Wydmy ciągną się od latarni morskiej w Maspalomas do słynnej Playa del Ingles, jednej z największych i najsłynniejszych plaż na wyspie. Ma ona ok. trzech kilometrów długości i 100 metrów szerokości. Wyróżnia się zresztą nie tylko rozmiarem, ale też wyjątkowo ładnym i przyjemnym w dotyku piaskiem. Przypomina nieco plaże karaibskie czy południowoamerykańskie. Sama miejscowość Maspalomas wygląda z kolei trochę tak jak bułgarskie kurorty, Słoneczny Brzeg albo Złote Piaski. Pełna jest wielkich hoteli i restauracji z typowo turystycznym menu.

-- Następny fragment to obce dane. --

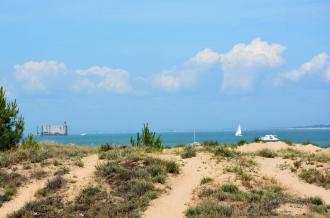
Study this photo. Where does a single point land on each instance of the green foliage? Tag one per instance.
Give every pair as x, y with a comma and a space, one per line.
105, 147
316, 176
206, 180
267, 153
188, 152
30, 143
242, 142
207, 209
210, 143
231, 188
11, 122
224, 151
256, 140
147, 138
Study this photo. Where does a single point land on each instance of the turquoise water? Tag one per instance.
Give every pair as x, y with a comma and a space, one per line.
320, 137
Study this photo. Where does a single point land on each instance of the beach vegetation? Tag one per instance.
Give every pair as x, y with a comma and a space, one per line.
316, 176
188, 152
267, 153
39, 174
242, 142
52, 186
206, 180
147, 138
30, 143
210, 143
11, 122
105, 147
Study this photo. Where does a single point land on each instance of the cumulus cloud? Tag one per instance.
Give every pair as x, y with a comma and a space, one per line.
240, 66
102, 78
319, 64
35, 75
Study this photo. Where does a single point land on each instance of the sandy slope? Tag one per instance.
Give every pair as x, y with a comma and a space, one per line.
269, 167
82, 176
24, 195
276, 146
174, 202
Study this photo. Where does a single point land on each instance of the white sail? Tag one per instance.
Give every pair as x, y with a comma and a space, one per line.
238, 131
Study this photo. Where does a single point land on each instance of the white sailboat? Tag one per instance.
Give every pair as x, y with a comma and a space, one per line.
238, 131
195, 143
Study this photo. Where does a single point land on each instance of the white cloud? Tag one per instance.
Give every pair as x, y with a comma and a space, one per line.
103, 78
206, 56
35, 75
327, 74
319, 64
175, 79
242, 64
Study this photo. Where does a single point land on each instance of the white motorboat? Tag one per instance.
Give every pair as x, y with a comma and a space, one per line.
238, 131
269, 138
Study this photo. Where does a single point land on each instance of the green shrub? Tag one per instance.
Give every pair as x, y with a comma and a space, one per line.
231, 188
105, 147
79, 163
39, 174
267, 153
61, 171
210, 143
315, 176
172, 167
30, 143
210, 209
224, 151
147, 138
206, 180
49, 207
188, 152
11, 122
242, 142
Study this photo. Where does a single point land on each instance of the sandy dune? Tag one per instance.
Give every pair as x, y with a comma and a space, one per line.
269, 167
276, 146
26, 193
175, 201
81, 176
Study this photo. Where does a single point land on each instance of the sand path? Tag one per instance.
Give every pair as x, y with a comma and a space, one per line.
174, 202
26, 193
81, 176
269, 167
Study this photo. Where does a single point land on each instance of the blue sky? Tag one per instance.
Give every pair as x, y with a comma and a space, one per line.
110, 66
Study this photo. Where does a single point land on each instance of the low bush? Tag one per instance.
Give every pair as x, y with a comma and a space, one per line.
231, 188
316, 176
267, 153
210, 143
210, 209
242, 142
224, 151
206, 180
188, 152
30, 143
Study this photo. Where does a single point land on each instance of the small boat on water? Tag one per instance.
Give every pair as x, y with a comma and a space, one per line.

Inne warte polecenia plaże na wyspie to: San Agustin, Puerto Rico, Amadores, Anfi del Mar i Guigu. Położone są one w różnych częściach wyspy, zatem któraś z nich powinna znajdować się niedaleko waszego miejsca pobytu. Na wschodnim wybrzeżu Gran Canarii jest z kolei kilka malowniczych punktów widokowych, z których w pogodne dni widać Teneryfę. Najsłynniejszy z nich to Mirador del Balcon.
Najsmaczniejsze banany na świecie
Jeżeli szukacie nieoczywistych atrakcji na wyspie, polecamy Museo del Platano, czyli muzeum… banana. Tak naprawdę jest to spacer z przewodnikiem po plantacji bananów niedaleko Arucas. Podczas wycieczki poznacie różnice między bananami kanaryjskimi, a tymi z Ekwadoru czy Kostaryki, zobaczycie też z bliska przeróżne odmiany bananów, na przykład malinowe czy rzadko spotykane niebieskie. Spacer kończy degustacja bananowych wyrobów – wina, likieru i dżemów.
Banany z Wysp Kanaryjskich uchodzą za najsmaczniejsze. Miejscowi ostrzegają, że temu, kto spróbuje ich choćby raz, nigdy nie posmakują już te z innych stron świata. Pewnie jest w tym trochę przesady, ale różnicę faktycznie czuć. Zwłaszcza jeśli kupicie na targu którąś z wyjątkowo słodkich kanaryjskich odmian. Uwaga: przed zakupem koniecznie spójrzcie na cenę. Takie banany potrafią kosztować nawet po 5 euro za malutką sztukę. Warto spróbować też innych rosnących na wyspie owoców: mango, melonów, papai, awokado czy fig.
Mojo i gofio, czyli kanaryjskie specjały
Jeśli chodzi o bardziej sycące przysmaki, Gran Canaria słynie z mojos, czyli tradycyjnych lokalnych sosów. Odmiana zielona, mojo verde, zrobiona jest z kolendry, zielonej papryki, czosnku, octu i oliwy. W odmianie czerwonej, czyli mojo rojo, występuje papryka czerwona. W restauracjach czasami można trafić na wersję z dodatkiem majonezu. Mojos najczęściej podawane są z gotowanymi ziemniaczkami, zwanymi papas arrugadas. Ziemniaki są też podstawą innego kanaryjskiego dania – ropa vieja, gulaszu ze… wszystkiego, co znajdzie się akurat w lodówce. Zazwyczaj są to pomidory, cebula, papryka ciecierzyca i kiełbasa lub inne mięso. Zachęcamy też do spróbowania słodkich i słonych wyrobów z gofio, czyli żółto-brązowej mąki z prażonego zboża lub kukurydzy. Zdecydowanie częściej występują one w… przewodnikach niż lokalnych restauracjach.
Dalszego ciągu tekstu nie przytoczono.